En finir avec l'externalisation du service public ?
Quarante ans après un avis fondateur du Conseil d’État distinguant les missions de souveraineté des activités externalisables, ce colloque interroge la pertinence et les limites de la sous-traitance des services publics. En réunissant économistes, juristes et sociologues, l’événement explore les logiques politiques et économiques qui sous-tendent cette pratique, tout en questionnant son impact sur la qualité et l’équité du service public.
Quels sont les fondements juridiques et historiques de ce débat sur l’externalisation des services publics ?
L’événement s’appuie sur un avis du Conseil d’État du 7 octobre 1986, qui a posé une distinction entre les compétences relevant strictement de la souveraineté de l’État et celles pouvant faire l’objet d’un contrat avec une personne privée. Ce colloque célèbre donc les 40 ans de cette jurisprudence, tout en analysant son actualité face aux évolutions récentes des politiques publiques.
Quels acteurs institutionnels et académiques animent les discussions lors de ce colloque ?

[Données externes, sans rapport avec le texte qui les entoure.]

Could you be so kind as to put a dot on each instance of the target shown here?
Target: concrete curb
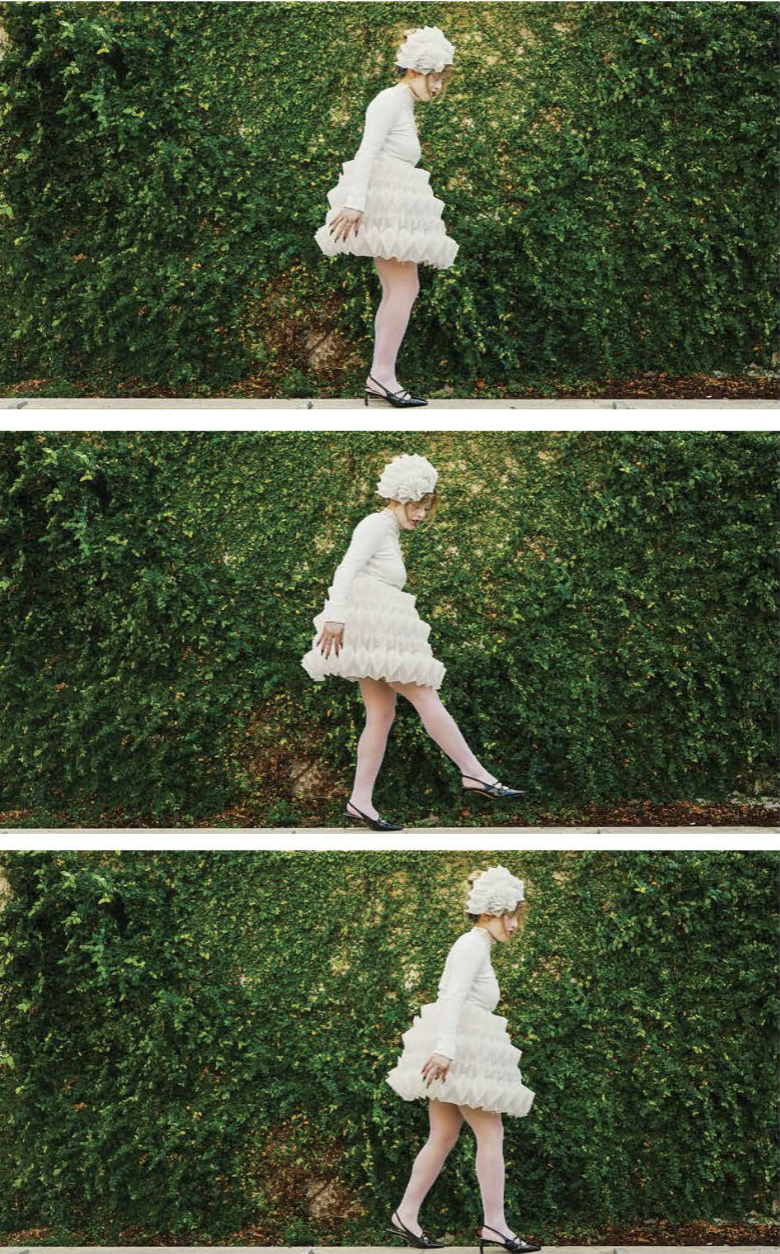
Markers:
(379, 1249)
(349, 403)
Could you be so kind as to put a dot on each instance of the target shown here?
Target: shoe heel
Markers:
(394, 1232)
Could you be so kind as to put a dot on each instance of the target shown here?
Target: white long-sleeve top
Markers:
(389, 129)
(468, 976)
(374, 551)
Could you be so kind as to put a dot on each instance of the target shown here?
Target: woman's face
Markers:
(426, 85)
(411, 514)
(503, 926)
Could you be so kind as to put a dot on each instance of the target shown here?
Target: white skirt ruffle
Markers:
(384, 638)
(401, 218)
(484, 1075)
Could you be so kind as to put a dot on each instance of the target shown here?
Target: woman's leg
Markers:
(489, 1131)
(445, 1122)
(379, 700)
(400, 286)
(442, 727)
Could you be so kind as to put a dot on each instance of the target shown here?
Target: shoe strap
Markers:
(386, 390)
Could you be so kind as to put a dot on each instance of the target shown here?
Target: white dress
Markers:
(384, 637)
(401, 216)
(460, 1025)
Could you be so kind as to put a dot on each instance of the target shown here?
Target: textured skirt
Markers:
(401, 218)
(384, 638)
(484, 1075)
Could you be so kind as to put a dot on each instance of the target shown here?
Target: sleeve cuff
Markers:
(334, 612)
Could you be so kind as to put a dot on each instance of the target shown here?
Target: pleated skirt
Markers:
(484, 1075)
(384, 638)
(401, 217)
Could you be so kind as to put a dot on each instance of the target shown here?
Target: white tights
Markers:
(379, 699)
(400, 287)
(445, 1122)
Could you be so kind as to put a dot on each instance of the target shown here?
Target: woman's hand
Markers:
(330, 637)
(435, 1069)
(344, 222)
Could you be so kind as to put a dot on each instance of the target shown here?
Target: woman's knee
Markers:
(383, 717)
(443, 1139)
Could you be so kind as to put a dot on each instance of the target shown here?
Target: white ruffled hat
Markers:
(408, 477)
(495, 892)
(425, 50)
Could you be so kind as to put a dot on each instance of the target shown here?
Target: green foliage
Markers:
(603, 603)
(192, 1042)
(610, 173)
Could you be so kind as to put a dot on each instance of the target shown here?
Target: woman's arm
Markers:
(380, 115)
(467, 958)
(368, 537)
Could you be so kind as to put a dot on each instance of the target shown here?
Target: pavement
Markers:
(380, 1249)
(350, 403)
(442, 839)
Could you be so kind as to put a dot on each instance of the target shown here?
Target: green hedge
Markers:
(193, 1045)
(610, 173)
(605, 605)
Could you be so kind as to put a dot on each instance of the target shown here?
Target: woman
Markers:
(383, 206)
(458, 1055)
(371, 633)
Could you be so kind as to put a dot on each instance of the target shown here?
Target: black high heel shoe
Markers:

Le colloque rassemble des chercheurs et experts de disciplines variées : économistes (comme Bernard Baudry ou Stéphane Saussier), juristes (Nicolas Kada, Philippe Yolka), sociologues (Corine Eyraud) et philosophes (Thomas Boccon-Gibod). Il est organisé par le Centre de Recherches Juridiques (CRJ) de l’Université Grenoble-Alpes, dans le cadre du projet ANR SURPEX dirigé par Léo Vanier.
Quels thèmes structurent les échanges entre les participants ?
Les débats s’articulent autour de six tables rondes couvrant les agendas politiques de l’externalisation, les enjeux de choix entre externalisation et internalisation, ses déterminants économiques et sociaux, les contraintes juridiques et éthiques, ses conséquences pratiques, ainsi que les alternatives possibles. Une conférence citoyenne, prévue le 8 octobre à 18h à l’Hôtel de ville de Grenoble, clôturera les échanges.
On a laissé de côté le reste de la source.